Additionally, IPA has been reported to act as a ligand for the pregnane X receptor (PXR), and in vivo, PXR signals regulate mucosal integrity through toll-like receptor 4[66]. Indole and IAld can also activate enteroendocrine cells through transient receptor potential ankyrin A1 to increase gut motility[67]. Gut microbiota-produced tryptamine activates intestinal epithelial GPCR serotonin receptor-4 (5-HT4R) to increase cAMP levels and drive colonic fluid secretion[68]. Collectively, Trp metabolites produced by the microbiota can protect gut barrier functions.
Microbiota-derived tyrosine metabolites regulate mucosal homeostasis: The aromatic amino acids phenylalanine, tyrosine (Tyr), and Trp share a decarboxylation pathway to generate trace amines, including phenylethylamine, tyramine, and tryptamine, respectively. Tyramine and tryptamine are high-affinity ligands for trace amine-associated receptor 1, which is expressed in the stomach, intestinal neuroendocrine cells, and pancreatic β cells, and regulates energy metabolism and modulates immune homeostasis[69,70].
Another common pathway involves aminotransaminase-mediated transamination, which subsequently undergoes oxidation and reduction, ultimately leading to the production of the corresponding acetic acid or propionic acid derivatives[56]. Desaminotyrosine (DAT, also known as 4-hydroxyphenylpropionic acid or p-hydroxyhydrocinnamic acid) is a degradation product derived from microbial Tyr metabolism. DAT can also be produced from microbial degradation of dietary flavonoids[71,72]. A recent study revealed that DAT protects the host from influenza virus infection by enhancing type I IFN signals[73]. Our recent data demonstrated that DAT supplementation alleviated HFD-induced fat mass accumulation and body weight increment, both of which are correlated with the anti-inflammatory effect of DAT with regard to maintaining mucosal immune homeostasis[7] (Summarized in Figure 2).

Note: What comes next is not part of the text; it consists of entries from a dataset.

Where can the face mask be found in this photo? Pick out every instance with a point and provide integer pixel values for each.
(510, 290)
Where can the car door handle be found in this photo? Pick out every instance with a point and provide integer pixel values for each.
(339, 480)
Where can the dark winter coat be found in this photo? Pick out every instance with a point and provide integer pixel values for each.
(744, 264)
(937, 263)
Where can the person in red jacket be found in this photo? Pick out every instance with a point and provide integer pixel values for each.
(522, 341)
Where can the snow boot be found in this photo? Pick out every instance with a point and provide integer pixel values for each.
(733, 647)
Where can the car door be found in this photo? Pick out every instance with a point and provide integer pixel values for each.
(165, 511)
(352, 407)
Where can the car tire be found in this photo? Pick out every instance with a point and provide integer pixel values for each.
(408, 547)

Primary bile acids (BAs) are cholesterol metabolites that are produced in the liver and converted to secondary BAs by the gut microbiota[74]. The two key microbiota-dependent processes are BA deconjugation and 7α-hydroxylation. The enzyme bile salt hydrolase, which is produced by many commensal genera such as Bacteroides, Clostridium, and Enterococcus, deconjugates primary BAs. However, only a small number of known bacteria from the Lachnospiraceae and Ruminococcaceae families perform subsequent 7α-dehydroxylation to generate secondary BAs[75]. BAs are lipid solubilizers that are crucial for dietary lipid absorption and function as signaling molecules that coordinately regulate host metabolism and inflammation by interacting with their cognate cellular receptors, including the nuclear receptors farnesoid X receptor (FXR), PXR, vitamin D receptor, membrane G protein-coupled BA receptor 1 (also known as GPCR19 or TGR5), and sphingosine-1-phosphate receptor[76,77]. Different BA profiles can produce both agonists and antagonists of their cognate receptors, thus creating a great deal of complexity regarding the beneficial or deleterious influence of BAs and their derivatives on health and disease. In the gut, BA-TGR5 signaling leads to GLP-1 expression and secretion, whereas BA-FXR signaling inhibits GLP-1 production[78]. BAs influence gut-associated inflammation by regulating gut mucosal immune cells, including T helper cells expressing IL-17a and Tregs[79-81]. The BA-TGR5–cAMP–PKA axis inhibits NLRP3 inflammasome activation in macrophages[82]. Certain BAs can exert protective effects on the gut epithelium[83] or inhibit intestinal pathogens such as Clostridium difficile[84]. In an experimental model, tauroursodeoxycholic acid inhibited intestinal inflammation and barrier disruption in mice with nonalcoholic fatty liver disease[85]. Parabacteroides distasonis, one of the core members of the gut microbiota of humans, alleviates obesity and obesity-related dysfunction in mice, at least partially, based on its ability to produce secondary BAs[86] (Summarized in Figure 3).
Polyphenols are a class of plant-derived macromolecules[87]. Approximately 90%–95% of dietary polyphenols are poorly absorbed and are partially processed by the gut microbiota[88]. Fermentation of polyphenols by the gut microbiota results in the production of bioactive metabolites that can affect host physiology. Urolithins are gut microbial metabolites derived from the polyphenol compounds, ellagitannins that are present in some fruits, nuts, and seeds (e.g., pomegranates, black raspberries, raspberries, strawberries, walnuts, and almonds)[89]. Ellagitannins are hydrolyzed to ellagic acid under physiological conditions in vivo, and ellagic acid is then gradually metabolized by the gut microbiota to produce different types of urolithins. Urolithins have been demonstrated to protect against obesity and related metabolic diseases in animal studies[90]. These effects are related to their protective role in mucosal epithelial integrity and anti-inflammatory functions[91,92].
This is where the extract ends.